Immune-derived β-endorphin reduces pro-inflammatory cytokines such as IL-1 and IL-6 while increasing IL-10 and interferon-γ, contributing to systemic anti-inflammatory effects.

β-Endorphin has approximately 18 to 33 times the analgesic potency of morphine, though its hormonal effect is species dependent. A comparative study found that patients with chronic neuropathic pain had significantly lower cerebrospinal-fluid β-endorphin concentrations than healthy controls.
===Exercise===

β-Endorphin release in response to exercise has been known and studied since at least the 1980s. Studies have demonstrated that serum concentrations of endogenous opioids, in particular β-endorphin and β-lipotropin, increase in response to both acute exercise and training. The release of β-endorphin during exercise is associated with a phenomenon colloquially known in popular culture as a runner's high. Acute aerobic exercise significantly increases circulating β-endorphin concentrations, with elevations closely correlated to exercise intensity and the onset of the 'runner’s high'.

=== Sunlight ===
There is evidence that β-endorphin is released in response to ultraviolet radiation, either through sun exposure or artificial tanning. This is thought to contribute to addiction behavior among excessive sunbathers and users of artificial tanning despite health risks.

=== Addiction ===
Studies suggest that β-endorphin could be correlated with alcohol addiction due to their involvement with the brain's mesolimbic reward system. Alcohol consumption causes an increase in the release of β-endorphin within the regions of the brain's reward system. Regular and long-term consumption of alcohol consequently leads to a deficit in the levels of β-endorphin that requires continuous consumption of alcohol to replenish.
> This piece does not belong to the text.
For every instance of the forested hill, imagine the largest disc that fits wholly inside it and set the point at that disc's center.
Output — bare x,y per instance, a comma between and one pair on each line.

Individuals with a deficiency of β-endorphin due to genetics may be more vulnerable to alcohol addiction as a result.

== Mechanism of action ==
β-Endorphin acts as an agonist that binds to various types of G protein–coupled receptors (GPCRs), most notably to the mu and kappa opioid receptors. Binding to these receptors prevents the release of Substance P in the case of the peripheral nervous system, and the inhibitory neurotransmitter, GABA, in the central nervous system The receptors are responsible for supra-spinal analgesia. Radiotracer studies show that circulating β-endorphin is not transported across the blood–brain barrier and is rapidly degraded by endothelial peptidases.

== History ==
β-Endorphin was discovered in camel pituitary extracts by C.H. Li and David Chung. The primary structure of β-endorphin was unknowingly determined 10 years earlier, when Li and colleagues analyzed the sequence of another neuropeptide produced in the pituitary gland, γ-lipotropin. They noticed that the C-terminus region of this neuropeptide was similar to that of some enkephalins, suggesting that it may have a similar function to these neuropeptides. The C-terminal sequence of γ-lipotropin turned out to be the primary sequence of the β-endorphin.